"The only truly secure system is one that is powered off, cast in a block of concrete and sealed in a lead-lined room with armed guards - and even then I have my doubts." - Gene Spafford, Ph.D., Purdue CERIAS
Holistic InfoSec Philosophy
Holistic - relating to or concerned with wholes or with complete systems rather than with the analysis of, treatment of, or dissection into parts.[1]
Infosec - The protection of information systems against unauthorized access to or modification of information, whether in storage, processing or transit, and against the denial of service to authorized users or the provision of service to unauthorized users, including those measures necessary to detect, document, and counter such threats.[2]
Information security and assurance must be viewed holistically. No one service takes precedence or requires less scrutiny than any other. Servers, desktop PCs, network devices, web services, applications, code, policies and procedures...the list is endless. A lapse or weakness in any one can lead to a critical compromise of any other.

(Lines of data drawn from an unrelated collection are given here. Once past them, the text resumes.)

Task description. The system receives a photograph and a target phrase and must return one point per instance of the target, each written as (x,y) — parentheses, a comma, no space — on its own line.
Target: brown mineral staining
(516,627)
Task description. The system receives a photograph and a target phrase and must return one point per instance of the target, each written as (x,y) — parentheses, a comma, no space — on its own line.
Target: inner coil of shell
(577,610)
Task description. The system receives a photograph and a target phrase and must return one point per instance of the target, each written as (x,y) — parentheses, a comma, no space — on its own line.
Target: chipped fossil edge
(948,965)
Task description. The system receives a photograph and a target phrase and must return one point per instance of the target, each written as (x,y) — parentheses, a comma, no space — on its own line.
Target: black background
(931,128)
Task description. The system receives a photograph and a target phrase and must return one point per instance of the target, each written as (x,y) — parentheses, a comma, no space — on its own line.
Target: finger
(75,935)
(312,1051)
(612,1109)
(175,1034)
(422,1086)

From running Nessus against servers for vulnerability testing to running RAT against your routers to patching your Windows XP PCs to keeping policies current, they're all important and should all be viewed with heightened awareness.
Therefore, to define the philosophy of Holistic InfoSec.org would be to say this: A computing environment is the sum of many parts, a whole entity, and to secure it demands viewing it as a whole entity. A weakness in just one aspect of that environment has the propensity to compromise the environment as a whole. Assess it as a whole, analyze it as a whole, protect it as a whole.